Teraz pytanie, co z tym zrobi Kulesza. Zapewne nic. Nabierze wody w usta tak jak to zrobił pół roku temu. Tak też wynika z odpowiedzi, jaką autor tekstu dostał z PZPN:
"Uprzejmie informujemy, że Polski Związek Piłki Nożnej nie zajmuje się komentowaniem tak treści artykułów prasowych formułowanych przez dziennikarzy, jak i zawartych w tych publikacjach tez. Polski Związek Piłki Nożnej nie komentuje także ustaleń niezależnej prokuratury, dokonywanych w zakresie jej właściwości".
Ale co tak naprawdę prezes miałby zrobić? Jedyne wyjście to zwolnienie Michniewicza, bo, jak rozumiem, to jest celem autora - opuszczenie publicznego stanowiska przez osobę o niejasnej przeszłości. Tak się oczywiście nie stanie. Michniewicz awansem na mundial zapracował na zaufanie Kuleszy, a prezes słynie z lojalności.

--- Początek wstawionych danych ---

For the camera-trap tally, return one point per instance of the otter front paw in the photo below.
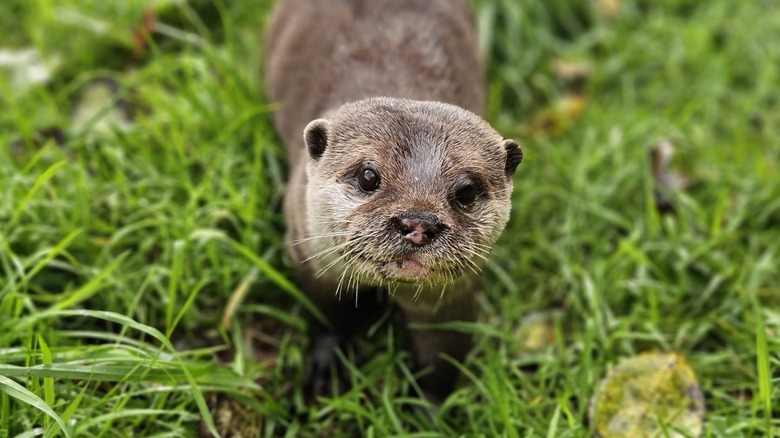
(326, 375)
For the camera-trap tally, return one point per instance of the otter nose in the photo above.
(418, 227)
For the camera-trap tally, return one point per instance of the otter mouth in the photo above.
(408, 268)
(405, 270)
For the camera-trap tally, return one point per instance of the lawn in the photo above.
(143, 276)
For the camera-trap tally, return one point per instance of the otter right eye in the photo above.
(368, 180)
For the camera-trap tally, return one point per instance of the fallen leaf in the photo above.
(651, 395)
(535, 332)
(665, 179)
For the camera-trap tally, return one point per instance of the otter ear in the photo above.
(514, 156)
(316, 137)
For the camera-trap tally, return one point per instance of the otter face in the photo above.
(404, 191)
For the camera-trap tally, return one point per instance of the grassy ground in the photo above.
(142, 269)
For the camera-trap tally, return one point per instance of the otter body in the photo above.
(396, 185)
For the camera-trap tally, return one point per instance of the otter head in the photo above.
(406, 191)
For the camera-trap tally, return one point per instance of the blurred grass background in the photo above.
(142, 264)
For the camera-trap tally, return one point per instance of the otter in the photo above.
(396, 186)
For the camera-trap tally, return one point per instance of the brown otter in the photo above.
(395, 184)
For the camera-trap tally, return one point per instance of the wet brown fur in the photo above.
(326, 61)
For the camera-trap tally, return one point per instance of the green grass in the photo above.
(131, 259)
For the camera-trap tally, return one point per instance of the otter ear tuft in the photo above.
(514, 156)
(316, 137)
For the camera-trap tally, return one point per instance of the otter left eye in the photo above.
(368, 180)
(467, 195)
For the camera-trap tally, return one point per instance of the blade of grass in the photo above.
(23, 395)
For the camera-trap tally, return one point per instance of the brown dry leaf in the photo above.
(535, 332)
(141, 33)
(665, 179)
(650, 395)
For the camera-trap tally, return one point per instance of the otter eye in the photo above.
(466, 195)
(368, 180)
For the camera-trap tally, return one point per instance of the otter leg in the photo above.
(326, 375)
(431, 346)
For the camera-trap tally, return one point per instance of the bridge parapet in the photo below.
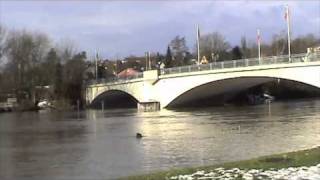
(115, 79)
(296, 58)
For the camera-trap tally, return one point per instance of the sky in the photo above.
(123, 28)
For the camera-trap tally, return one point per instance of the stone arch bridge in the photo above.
(175, 86)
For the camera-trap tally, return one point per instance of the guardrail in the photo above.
(114, 79)
(305, 57)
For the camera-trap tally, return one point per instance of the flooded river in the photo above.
(97, 144)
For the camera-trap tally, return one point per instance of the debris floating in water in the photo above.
(138, 135)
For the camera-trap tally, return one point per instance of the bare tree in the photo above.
(178, 49)
(213, 45)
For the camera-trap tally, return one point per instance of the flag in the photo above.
(198, 32)
(258, 36)
(286, 14)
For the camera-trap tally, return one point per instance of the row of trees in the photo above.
(215, 48)
(30, 62)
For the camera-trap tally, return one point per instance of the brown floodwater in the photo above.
(95, 144)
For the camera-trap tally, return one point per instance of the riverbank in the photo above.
(309, 157)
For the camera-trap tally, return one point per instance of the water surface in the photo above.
(97, 144)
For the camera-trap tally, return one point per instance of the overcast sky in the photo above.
(121, 28)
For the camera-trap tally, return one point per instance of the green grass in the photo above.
(293, 159)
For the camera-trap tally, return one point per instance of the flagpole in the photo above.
(198, 43)
(96, 65)
(288, 29)
(259, 44)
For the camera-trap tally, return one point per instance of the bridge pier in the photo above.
(149, 106)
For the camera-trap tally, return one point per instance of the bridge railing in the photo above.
(114, 79)
(305, 57)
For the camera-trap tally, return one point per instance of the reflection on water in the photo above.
(102, 145)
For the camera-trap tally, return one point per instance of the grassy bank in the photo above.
(293, 159)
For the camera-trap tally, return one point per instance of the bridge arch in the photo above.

Potwierdził to zresztą w rozmowie z "Piłką Nożną": - Trener Michniewicz nigdy nie został skazany, nie miał nawet postawionych zarzutów. Pracuję w futbolu bardzo długo i wiem, że kluczowe dla jego oceny będą wyniki reprezentacji. Kropka.
Zresztą pod względem sportowym zwolnienie w takim momencie to byłby to totalny absurd. Taka decyzja też spotkałaby się z ogromną krytyką. Zwłaszcza kibiców, wśród których obecny selekcjoner cieszy się powszechną sympatią. Co do tego nie mam wątpliwości, bo widziałem dziesiątki jej przykładów.
Z perspektywy Kuleszy z tej sytuacji nie ma dobrego wyjścia. Może jedynie czekać na rzetelne, szczere wyjaśnienia ze strony Michniewicza, ale raczej się ich nie doczeka. Ewentualnie wystosować jakiś wspólny komunikat i odciąć się od tematu raz na zawsze. Albo raczej raz na jakiś czas, bo sprawa 711 połączeń będzie wracać. Przyćmi ją dopiero mundial.